During development I noticed an exception popping up:
IllegalArgumentException: object not instance of class
I narrowed it down to AbstractInvoker.java:performInvocation(Exchange exchange, Object serviceObject, Method m, Object[] paramArray)
This kept happening whenever I added a @Secured annotation to a rest method. This annotation caused a Spring Security AOP Proxy to be passed to the default Invoker (JAXRSInvoker.java) instead of the original target class. Which is fine.
The problem (I think) is in the method performInvocation.

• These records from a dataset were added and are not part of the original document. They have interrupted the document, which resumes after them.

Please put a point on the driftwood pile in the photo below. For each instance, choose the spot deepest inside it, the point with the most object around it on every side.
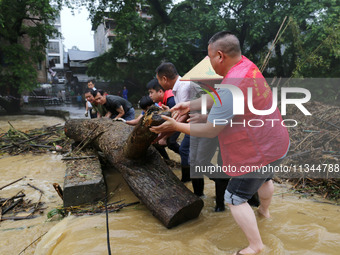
(315, 144)
(51, 138)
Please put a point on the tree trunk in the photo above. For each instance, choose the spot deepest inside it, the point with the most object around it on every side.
(148, 176)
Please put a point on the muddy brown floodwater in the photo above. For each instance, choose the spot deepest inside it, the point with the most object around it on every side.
(298, 225)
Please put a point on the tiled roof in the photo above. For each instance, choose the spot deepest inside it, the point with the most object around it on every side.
(80, 55)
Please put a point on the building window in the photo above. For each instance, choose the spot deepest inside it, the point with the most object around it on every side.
(39, 65)
(53, 47)
(56, 59)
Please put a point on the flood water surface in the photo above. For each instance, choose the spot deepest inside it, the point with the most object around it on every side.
(298, 225)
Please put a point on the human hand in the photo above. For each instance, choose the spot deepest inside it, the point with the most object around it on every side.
(180, 109)
(168, 126)
(165, 107)
(197, 118)
(162, 142)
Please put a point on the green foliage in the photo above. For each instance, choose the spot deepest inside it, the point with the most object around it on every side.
(308, 46)
(23, 21)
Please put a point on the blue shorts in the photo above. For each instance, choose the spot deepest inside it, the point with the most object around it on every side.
(241, 189)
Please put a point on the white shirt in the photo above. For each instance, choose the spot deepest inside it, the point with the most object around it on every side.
(184, 91)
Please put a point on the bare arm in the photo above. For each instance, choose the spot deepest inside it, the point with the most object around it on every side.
(120, 111)
(135, 121)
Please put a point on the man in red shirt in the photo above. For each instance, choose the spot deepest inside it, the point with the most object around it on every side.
(242, 146)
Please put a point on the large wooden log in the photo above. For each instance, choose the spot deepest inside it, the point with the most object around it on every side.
(148, 176)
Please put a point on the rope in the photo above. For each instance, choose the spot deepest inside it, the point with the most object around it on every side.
(276, 39)
(107, 227)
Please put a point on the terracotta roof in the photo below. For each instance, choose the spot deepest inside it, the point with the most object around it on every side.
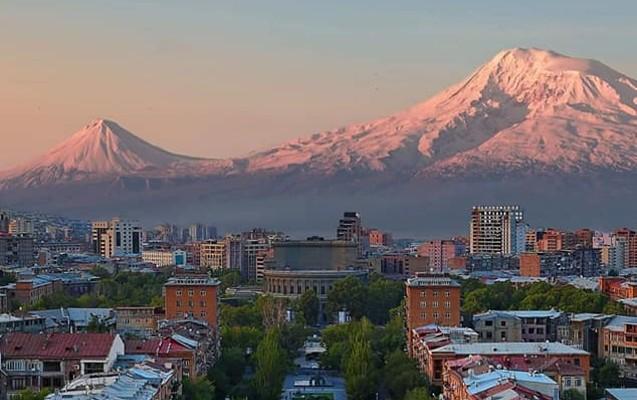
(67, 346)
(157, 347)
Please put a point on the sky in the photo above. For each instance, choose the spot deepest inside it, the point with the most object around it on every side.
(226, 78)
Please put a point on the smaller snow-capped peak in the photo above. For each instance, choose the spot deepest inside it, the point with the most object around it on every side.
(102, 149)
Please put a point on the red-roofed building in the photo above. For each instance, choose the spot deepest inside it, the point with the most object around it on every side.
(38, 361)
(165, 348)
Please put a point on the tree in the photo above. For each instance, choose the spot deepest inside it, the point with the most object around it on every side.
(573, 394)
(28, 394)
(199, 389)
(401, 374)
(360, 373)
(419, 393)
(348, 294)
(271, 363)
(382, 296)
(309, 306)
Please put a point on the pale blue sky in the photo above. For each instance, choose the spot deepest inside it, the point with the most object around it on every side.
(218, 79)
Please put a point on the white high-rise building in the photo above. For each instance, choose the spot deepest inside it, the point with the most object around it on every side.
(497, 230)
(117, 237)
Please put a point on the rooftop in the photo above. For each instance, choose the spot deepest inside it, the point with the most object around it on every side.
(432, 280)
(523, 348)
(193, 281)
(622, 394)
(57, 345)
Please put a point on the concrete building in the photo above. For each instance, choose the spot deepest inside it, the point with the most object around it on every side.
(496, 230)
(431, 299)
(213, 254)
(17, 250)
(440, 252)
(39, 361)
(117, 237)
(521, 326)
(192, 298)
(139, 321)
(350, 229)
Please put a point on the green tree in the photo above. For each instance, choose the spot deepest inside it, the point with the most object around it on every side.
(271, 363)
(420, 393)
(360, 373)
(401, 374)
(349, 294)
(309, 306)
(199, 389)
(572, 394)
(28, 394)
(382, 296)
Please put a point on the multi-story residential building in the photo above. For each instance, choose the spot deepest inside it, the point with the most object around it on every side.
(494, 326)
(21, 226)
(523, 325)
(254, 251)
(193, 297)
(618, 287)
(213, 254)
(618, 343)
(403, 265)
(630, 248)
(39, 361)
(431, 299)
(350, 228)
(4, 222)
(440, 252)
(26, 323)
(139, 321)
(584, 331)
(497, 230)
(117, 237)
(472, 378)
(584, 262)
(432, 356)
(164, 258)
(165, 349)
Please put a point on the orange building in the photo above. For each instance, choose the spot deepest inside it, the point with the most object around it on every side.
(431, 299)
(530, 264)
(192, 297)
(631, 248)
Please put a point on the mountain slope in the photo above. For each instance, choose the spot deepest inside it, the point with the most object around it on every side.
(103, 149)
(524, 107)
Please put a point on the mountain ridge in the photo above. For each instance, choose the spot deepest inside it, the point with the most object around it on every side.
(529, 125)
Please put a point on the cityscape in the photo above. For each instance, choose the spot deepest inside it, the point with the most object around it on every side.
(328, 200)
(109, 309)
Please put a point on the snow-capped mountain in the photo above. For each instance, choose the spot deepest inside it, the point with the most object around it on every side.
(524, 108)
(103, 150)
(530, 127)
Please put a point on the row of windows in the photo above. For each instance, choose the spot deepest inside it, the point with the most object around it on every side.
(435, 304)
(435, 315)
(191, 292)
(191, 303)
(434, 293)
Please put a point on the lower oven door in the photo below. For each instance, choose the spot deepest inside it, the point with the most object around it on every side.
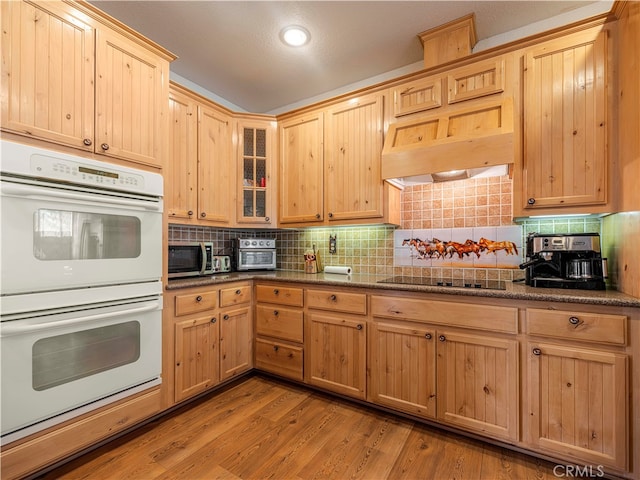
(54, 364)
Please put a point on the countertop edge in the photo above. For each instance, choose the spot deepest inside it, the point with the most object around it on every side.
(513, 291)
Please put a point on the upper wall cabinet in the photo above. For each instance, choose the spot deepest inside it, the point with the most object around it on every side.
(200, 175)
(68, 78)
(257, 188)
(566, 123)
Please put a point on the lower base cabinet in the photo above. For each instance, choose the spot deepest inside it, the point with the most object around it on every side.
(577, 400)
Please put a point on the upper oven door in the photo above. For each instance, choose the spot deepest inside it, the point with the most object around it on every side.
(58, 237)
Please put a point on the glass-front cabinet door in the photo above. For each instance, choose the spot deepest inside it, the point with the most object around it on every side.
(256, 182)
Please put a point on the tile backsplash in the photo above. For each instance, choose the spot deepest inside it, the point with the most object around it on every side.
(458, 211)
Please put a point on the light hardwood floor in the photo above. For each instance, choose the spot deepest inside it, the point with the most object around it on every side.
(262, 428)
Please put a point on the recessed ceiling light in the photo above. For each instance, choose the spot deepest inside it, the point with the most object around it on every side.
(295, 36)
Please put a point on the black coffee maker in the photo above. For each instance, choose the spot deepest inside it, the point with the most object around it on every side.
(565, 261)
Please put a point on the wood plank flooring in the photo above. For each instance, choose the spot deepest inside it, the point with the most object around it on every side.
(266, 429)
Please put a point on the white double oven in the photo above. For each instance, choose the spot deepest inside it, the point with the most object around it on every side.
(81, 291)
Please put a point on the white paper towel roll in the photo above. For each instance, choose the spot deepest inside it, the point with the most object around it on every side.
(337, 269)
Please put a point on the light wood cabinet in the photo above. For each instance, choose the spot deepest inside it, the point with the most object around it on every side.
(89, 85)
(301, 169)
(578, 385)
(236, 341)
(566, 122)
(402, 359)
(279, 347)
(330, 166)
(336, 352)
(257, 187)
(478, 379)
(196, 356)
(201, 172)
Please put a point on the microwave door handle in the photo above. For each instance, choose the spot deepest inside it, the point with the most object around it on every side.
(203, 263)
(77, 197)
(8, 328)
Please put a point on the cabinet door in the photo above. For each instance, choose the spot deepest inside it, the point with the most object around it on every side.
(565, 122)
(577, 401)
(257, 184)
(130, 99)
(181, 176)
(236, 339)
(215, 168)
(301, 169)
(478, 383)
(196, 356)
(403, 368)
(47, 73)
(353, 162)
(337, 353)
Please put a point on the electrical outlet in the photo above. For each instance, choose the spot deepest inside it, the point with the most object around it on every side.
(332, 244)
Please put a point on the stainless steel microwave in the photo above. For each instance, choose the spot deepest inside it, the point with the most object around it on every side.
(255, 254)
(189, 259)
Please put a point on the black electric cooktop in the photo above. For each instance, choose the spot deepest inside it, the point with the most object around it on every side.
(447, 282)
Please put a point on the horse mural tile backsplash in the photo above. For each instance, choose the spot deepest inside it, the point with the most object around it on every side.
(477, 247)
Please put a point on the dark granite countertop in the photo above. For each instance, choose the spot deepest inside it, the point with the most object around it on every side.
(515, 291)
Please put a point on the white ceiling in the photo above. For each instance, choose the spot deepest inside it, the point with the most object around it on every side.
(232, 48)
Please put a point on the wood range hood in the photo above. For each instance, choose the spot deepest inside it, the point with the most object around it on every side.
(465, 131)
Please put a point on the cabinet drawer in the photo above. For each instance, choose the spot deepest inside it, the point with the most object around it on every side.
(279, 294)
(283, 323)
(235, 295)
(195, 302)
(482, 317)
(337, 301)
(278, 358)
(590, 327)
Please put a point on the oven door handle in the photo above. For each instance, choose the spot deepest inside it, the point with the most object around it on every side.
(79, 197)
(8, 328)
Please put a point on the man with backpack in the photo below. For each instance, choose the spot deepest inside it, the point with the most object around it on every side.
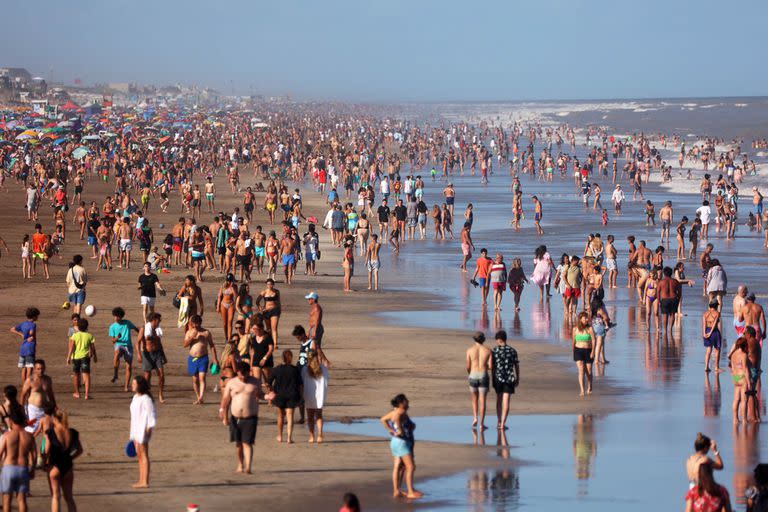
(506, 376)
(76, 280)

The serviceObject parameter is a reference to the Proxy and not the target class causing the line:
return m.invoke(serviceObject, paramArray);
to fail with the above mentioned error.
I resolved this by extending JAXRSInvoker and registering it via:
<jaxrs:invoker> <bean class="hr.altima.web.security.SpringSecurityInvokerProxy"/> </jaxrs:invoker>
and overriding the performInvocation method like so:
public class SpringSecurityInvokerProxy extends JAXRSInvoker { @Override protected Object performInvocation(Exchange exchange, Object serviceObject, Method m, Object[] paramArray) throws Exception { paramArray = insertExchange(m, paramArray, exchange); if (serviceObject instanceof Proxy) { try { return Proxy.getInvocationHandler(serviceObject).invoke(serviceObject, m, paramArray); } catch (Throwable throwable) { throw new Exception("Proxy invocation threw an exception", throwable); } } else { return m.invoke(serviceObject, paramArray); } } }
My reasoning is that you want to call the proxied method (security check) and not the target method directly but the call through proxies should be done differently.
I am not saying this is the correct way to invoke proxies but it works for this situation although I prefer this to be built in the CXF lib.